Cumhuriyet'ten Erman Şentürk'ün haberine göre; Seferihisar’ın Orhanlı Köyü’nün sınırları içinde 490 milyon liralık yatırımla toplam 51 dönümlük alanda kurulmak istenen JES, GES ve RES projesi ile açılacak 23 ayrı sondaj kuyusu bir kez daha yargıya taşınıyor. Halkın protestoları, eylemleri ve itirazlarıyla gündeme gelen projeyi üstlenen yatırımcı firma Çevre ve Şehircilik Bakanlığı’na sunduğu proje başvuru dosyasında değişikliğe giderek inceleme ve değerlendirme komisyonundan nihai ÇED onayını aldı. Bakanlık tarafından verilen ÇED vizesinin ardından 30 günlük itiraz süresi başlarken, kentin ana su kaynaklarından olan Tahtalı Barajı’nın koruma alanında kalan enerji yatırımına tepki gösteren Orhanlı sakinleri yeniden iptal davası açacaklarını duyurdu.
ORMANLAR TEHLİKEDE
Doğa Derneği Genel Koordinatörü ve Orhanlı Tarımsal Kalkınma Kooperatifi Yönetim Kurulu Üyesi Galip Ener, “JES, GES ve RES’ler nedeniyle köyümüzde yaşayan 2 bin kişinin hayatı, doğal yaşam, tarım alanlarımız, su kaynaklarımız, ormanlarımız tehlikede.
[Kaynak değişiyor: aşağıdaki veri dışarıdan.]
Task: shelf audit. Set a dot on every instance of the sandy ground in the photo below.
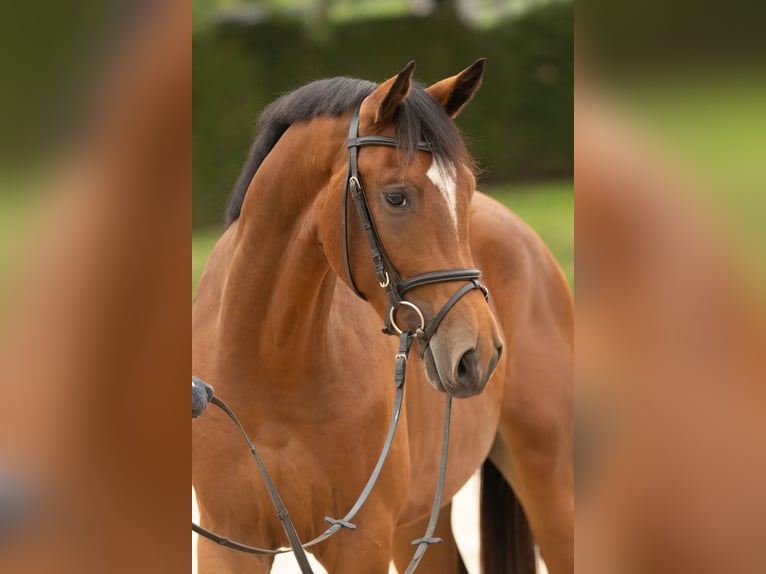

Yöre halkı ve kooperatifler, sivil toplum örgütleri olarak önümüzdeki hafta projenin iptal edilmesi için yeniden dava açacağız” dedi. İki yıldır çevre mücadelesi verdiklerini belirten ve yargıdan iptal kararları çıktığını söyleyen Ener, “Üç ayrı firmanın Orhanlı vadisindeki projelerine karşı uzun süredir mücadele veriyoruz. Davalar sürerken, aynı alanda projede yapılan bazı değişiklikler ile mahkemelik olan diğer enerji yatırımı yeni bir başvuru yaptı. ÇED gerekli değildir kararı verilen bu proje dahilinde aynı alana bir jeotermal enerji santralı, rüzgâr enerji santralı, güneş enerji santralı ve 23 ayrı jeotermal sondaj kuyusu açılacak. Köyümüzün her tarafında yer alacak bu kuyular ve santraller bizim zeytinliklerimizin, tarım ve hayvancılık yaptığımız alanların üzerinde yer alıyor. Bunun yanı sıra bölgenin ve İzmir’in nefes aldığı sınırlı sayıdaki kızılçam orman alanları da burada. Kopyala yapıştır ÇED dosyasına izinler Ankara’da masa başında verildiği için, bölge halkı ve tarım etkileniyor mu, üretim, ekosistem, doğa nasıl nasıl etkileniyor; bunlara hiç dikkat edilmiyor” dedi.
İZİN VERMEYECEĞİZ
Proje tamamen iptal edilene kadar mücadeleyi sürdüreceklerini duyuran Ener şunları söyledi: “İki yıl önce yapılan ÇED toplantısında projeyi protesto ettik, sesimizi duyurmaya çalıştık ve yargı tarafından iptal edildi. Şimdi aynı proje kapasitesini arttırıp tekrar karşımıza geldi ve onaylandı. Dava sürerken aynı firmanın, aynı proje için sunduğu ÇED dosyası onaylandı. Harita üzerinde sondaj kuyularının yerini değiştirip bir kandırmaca yaptılar. Bu insanların geçim kaynağı olan tarım ellerinden alınacak, insanlar nefes alamayacak ve halkımız mecburen buradan göç edecek. Biz kararlılılıkla mücadele etmeye devam edeceğiz.”